El ataque más grave ocurrió en la ciudad de Nahariya, donde un cohete impactó contra vehículos estacionados y causó la muerte de Uri Peretz, de 43 años. Además, otro hombre resultó gravemente herido. La ofensiva se produjo en el marco de una escalada que ya lleva casi cuatro semanas desde su inicio el 28 de febrero.
Durante el día, las alarmas antiaéreas sonaron en múltiples regiones de Israel, especialmente en Tel Aviv, el centro del país, Jerusalén y Haifa. Aunque no se reportaron víctimas fatales por los misiles iraníes, sí hubo daños materiales en zonas residenciales y decenas de heridos leves.
El servicio de emergencias Magen David Adom informó que las primeras alertas se activaron antes de las siete de la mañana y continuaron hasta la tarde, evidenciando una ofensiva sostenida. Según el Ejército israelí, desde el inicio del conflicto Irán lanzó más de 400 misiles, con una tasa de intercepción estimada entre el 90% y el 92%.

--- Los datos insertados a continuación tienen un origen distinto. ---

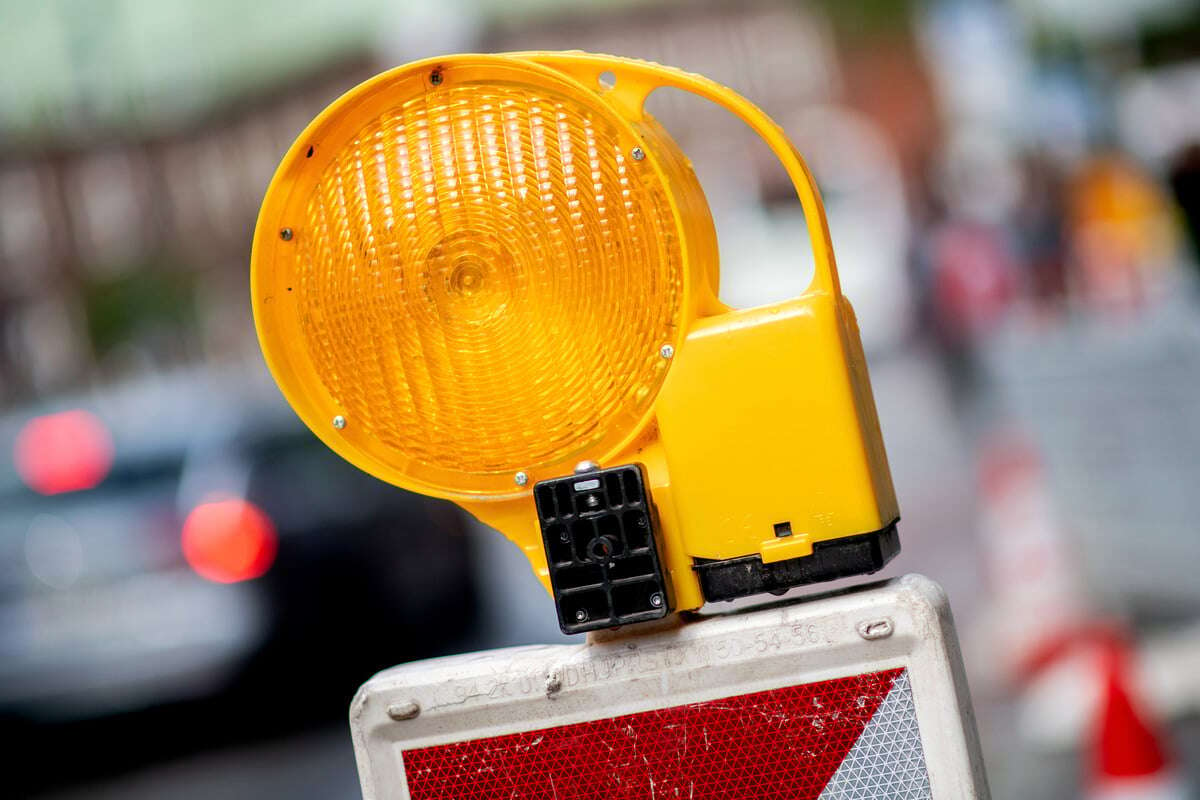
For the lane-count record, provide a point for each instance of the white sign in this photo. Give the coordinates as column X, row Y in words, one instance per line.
column 856, row 695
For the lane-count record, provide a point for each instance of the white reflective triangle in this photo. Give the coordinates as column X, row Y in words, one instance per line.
column 887, row 762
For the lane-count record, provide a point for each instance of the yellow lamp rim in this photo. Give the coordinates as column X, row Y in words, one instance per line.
column 305, row 160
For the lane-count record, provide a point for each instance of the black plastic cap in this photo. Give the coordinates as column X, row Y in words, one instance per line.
column 838, row 558
column 601, row 547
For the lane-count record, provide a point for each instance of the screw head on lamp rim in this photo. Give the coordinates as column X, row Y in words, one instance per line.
column 475, row 270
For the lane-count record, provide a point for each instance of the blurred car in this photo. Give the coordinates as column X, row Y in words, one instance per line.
column 184, row 536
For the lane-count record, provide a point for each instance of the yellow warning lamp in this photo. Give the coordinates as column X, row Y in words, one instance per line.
column 493, row 278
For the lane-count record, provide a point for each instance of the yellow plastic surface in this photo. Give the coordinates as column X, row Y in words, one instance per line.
column 761, row 416
column 479, row 278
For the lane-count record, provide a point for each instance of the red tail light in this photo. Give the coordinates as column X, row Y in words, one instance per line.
column 64, row 452
column 229, row 540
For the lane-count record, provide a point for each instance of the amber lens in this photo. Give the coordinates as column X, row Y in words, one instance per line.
column 484, row 278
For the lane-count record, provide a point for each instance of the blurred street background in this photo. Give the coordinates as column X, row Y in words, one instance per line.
column 192, row 587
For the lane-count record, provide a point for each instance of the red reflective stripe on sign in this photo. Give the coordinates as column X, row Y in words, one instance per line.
column 785, row 743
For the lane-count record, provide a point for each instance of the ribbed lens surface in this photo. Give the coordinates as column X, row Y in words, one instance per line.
column 485, row 280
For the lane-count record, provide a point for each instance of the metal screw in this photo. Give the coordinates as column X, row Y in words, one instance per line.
column 401, row 711
column 875, row 629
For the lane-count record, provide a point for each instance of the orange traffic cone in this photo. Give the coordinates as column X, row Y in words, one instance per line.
column 1131, row 761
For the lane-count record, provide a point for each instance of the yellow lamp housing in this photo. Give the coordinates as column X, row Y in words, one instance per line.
column 481, row 277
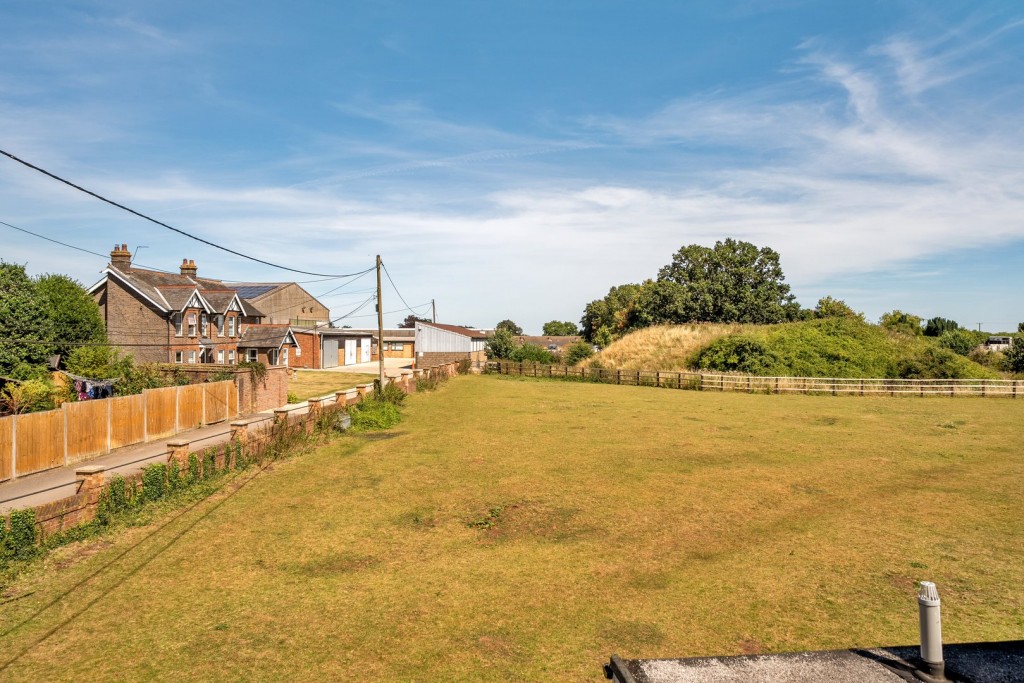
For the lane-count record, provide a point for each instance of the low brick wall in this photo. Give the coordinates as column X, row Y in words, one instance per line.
column 256, row 436
column 254, row 396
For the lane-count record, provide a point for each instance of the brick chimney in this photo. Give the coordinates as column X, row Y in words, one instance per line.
column 121, row 258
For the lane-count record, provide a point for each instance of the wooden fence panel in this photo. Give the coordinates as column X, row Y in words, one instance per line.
column 127, row 420
column 232, row 399
column 86, row 429
column 215, row 403
column 6, row 445
column 40, row 441
column 189, row 407
column 161, row 412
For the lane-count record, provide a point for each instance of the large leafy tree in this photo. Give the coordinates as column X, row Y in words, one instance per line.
column 73, row 315
column 511, row 327
column 732, row 282
column 560, row 329
column 25, row 327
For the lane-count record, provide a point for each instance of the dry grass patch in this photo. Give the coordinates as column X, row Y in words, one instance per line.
column 310, row 383
column 668, row 347
column 611, row 519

A pesar de ese alto nivel de defensa, los ataques lograron impactar en ciudades como Arad, Rishon Lezion y Bnei Brak, provocando daños en viviendas y zonas urbanas.

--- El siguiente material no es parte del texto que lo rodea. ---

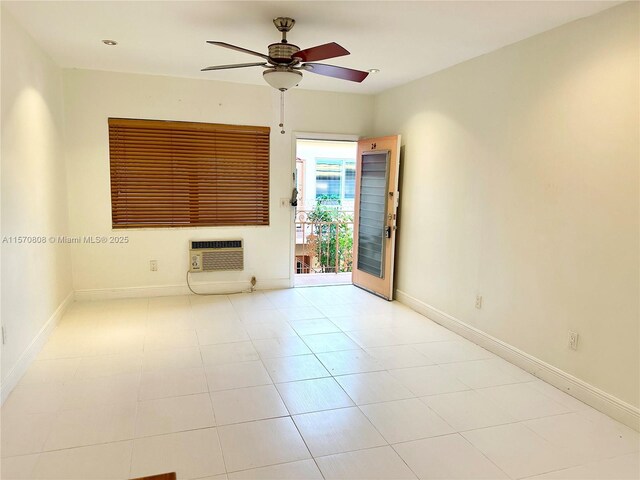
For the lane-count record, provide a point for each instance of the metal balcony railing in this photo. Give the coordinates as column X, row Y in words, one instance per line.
column 324, row 241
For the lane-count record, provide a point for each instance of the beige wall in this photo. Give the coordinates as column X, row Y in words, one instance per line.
column 91, row 97
column 520, row 184
column 36, row 279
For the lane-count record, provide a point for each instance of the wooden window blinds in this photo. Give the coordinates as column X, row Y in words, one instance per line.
column 179, row 174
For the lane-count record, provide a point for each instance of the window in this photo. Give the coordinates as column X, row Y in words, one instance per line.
column 350, row 180
column 180, row 174
column 336, row 178
column 328, row 177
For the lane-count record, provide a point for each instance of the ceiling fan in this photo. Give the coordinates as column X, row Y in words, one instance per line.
column 285, row 61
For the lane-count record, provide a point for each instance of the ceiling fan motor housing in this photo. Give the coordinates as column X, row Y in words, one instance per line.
column 282, row 52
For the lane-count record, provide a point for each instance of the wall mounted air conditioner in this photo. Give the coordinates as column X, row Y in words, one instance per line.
column 216, row 255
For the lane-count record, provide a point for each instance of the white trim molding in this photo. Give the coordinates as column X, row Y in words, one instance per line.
column 31, row 352
column 182, row 289
column 583, row 391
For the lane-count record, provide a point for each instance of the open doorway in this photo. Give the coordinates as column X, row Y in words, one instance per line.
column 325, row 177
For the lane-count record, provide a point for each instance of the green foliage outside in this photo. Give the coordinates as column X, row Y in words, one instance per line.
column 332, row 225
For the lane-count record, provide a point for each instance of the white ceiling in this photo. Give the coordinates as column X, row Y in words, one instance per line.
column 405, row 40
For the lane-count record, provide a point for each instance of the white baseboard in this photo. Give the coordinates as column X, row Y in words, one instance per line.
column 31, row 352
column 182, row 289
column 583, row 391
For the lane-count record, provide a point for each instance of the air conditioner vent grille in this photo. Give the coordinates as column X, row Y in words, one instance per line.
column 215, row 244
column 222, row 260
column 216, row 255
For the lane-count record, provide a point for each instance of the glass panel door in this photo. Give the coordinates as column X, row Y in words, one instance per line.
column 372, row 211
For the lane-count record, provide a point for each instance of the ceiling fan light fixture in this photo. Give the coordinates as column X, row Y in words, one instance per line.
column 282, row 79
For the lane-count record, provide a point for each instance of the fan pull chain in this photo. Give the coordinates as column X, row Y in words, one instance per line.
column 282, row 111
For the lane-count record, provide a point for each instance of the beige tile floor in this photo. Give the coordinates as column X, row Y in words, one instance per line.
column 308, row 383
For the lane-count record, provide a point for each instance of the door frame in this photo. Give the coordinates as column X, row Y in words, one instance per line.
column 340, row 137
column 391, row 144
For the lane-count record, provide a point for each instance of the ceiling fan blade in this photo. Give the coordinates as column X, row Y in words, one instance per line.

El ataque que dejó la única víctima mortal del día fue ejecutado por Hezbollah desde el sur del Líbano. Se trata del segundo israelí muerto por acciones del grupo desde el 2 de marzo, cuando retomó sus ofensivas en respuesta a la operación militar conjunta de Estados Unidos e Israel contra Irán.

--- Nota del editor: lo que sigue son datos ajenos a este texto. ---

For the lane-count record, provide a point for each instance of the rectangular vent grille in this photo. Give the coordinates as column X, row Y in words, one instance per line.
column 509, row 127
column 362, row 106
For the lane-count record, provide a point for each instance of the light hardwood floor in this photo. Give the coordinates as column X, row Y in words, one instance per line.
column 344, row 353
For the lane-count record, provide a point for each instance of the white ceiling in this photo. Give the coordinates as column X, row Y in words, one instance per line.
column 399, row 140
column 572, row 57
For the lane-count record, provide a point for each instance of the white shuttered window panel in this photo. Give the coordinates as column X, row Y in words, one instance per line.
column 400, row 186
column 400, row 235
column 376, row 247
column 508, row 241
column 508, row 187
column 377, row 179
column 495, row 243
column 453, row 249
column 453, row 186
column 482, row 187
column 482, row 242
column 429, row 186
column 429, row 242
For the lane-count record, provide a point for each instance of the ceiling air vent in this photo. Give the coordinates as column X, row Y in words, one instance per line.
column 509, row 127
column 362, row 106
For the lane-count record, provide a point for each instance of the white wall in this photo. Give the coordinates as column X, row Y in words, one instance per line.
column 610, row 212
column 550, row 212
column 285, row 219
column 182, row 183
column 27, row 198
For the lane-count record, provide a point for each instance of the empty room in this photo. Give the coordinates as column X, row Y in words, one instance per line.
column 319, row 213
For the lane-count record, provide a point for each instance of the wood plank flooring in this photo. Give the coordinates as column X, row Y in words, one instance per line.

Desde entonces, los bombardeos israelíes en territorio libanés dejaron más de 1.100 muertos y cerca de un millón de desplazados, según el Ministerio de Salud de Beirut.

El enfrentamiento comenzó el 28 de febrero, cuando Estados Unidos e Israel lanzaron una ofensiva aérea contra Irán en medio de negociaciones diplomáticas en Ginebra. La operación, denominada Furia Épica, derivó en la muerte del líder supremo iraní, Alí Khamenei, y altos mandos de la Guardia Revolucionaria.
Desde entonces, Irán respondió con una campaña de misiles y drones que también alcanzó bases militares en Baréin, Kuwait, Jordania y Emiratos Árabes Unidos.
En este contexto, el presidente de Estados Unidos, Donald Trump, decidió ampliar por diez días el ultimátum a Irán para reabrir el estrecho de Ormuz, fijando como nueva fecha límite el 6 de abril. Además, Pakistán actúa como intermediario en conversaciones indirectas entre Washington y Teherán.
Mientras tanto, el jefe del Estado Mayor israelí, Eyal Zamir, lanzó una advertencia interna al Gobierno sobre la escasez de personal militar, en un escenario donde el país combate simultáneamente en múltiples frentes: Irán, Líbano, Gaza, Siria y Cisjordania.
El balance total desde el inicio del conflicto asciende a 18 muertos en Israel, además de cuatro mujeres palestinas fallecidas en Cisjordania tras el impacto de restos de un misil.
La combinación de ataques masivos, múltiples actores involucrados y tensiones diplomáticas en aumento configuran un panorama incierto, donde cada jornada suma presión sobre una región al borde de una escalada aún mayor.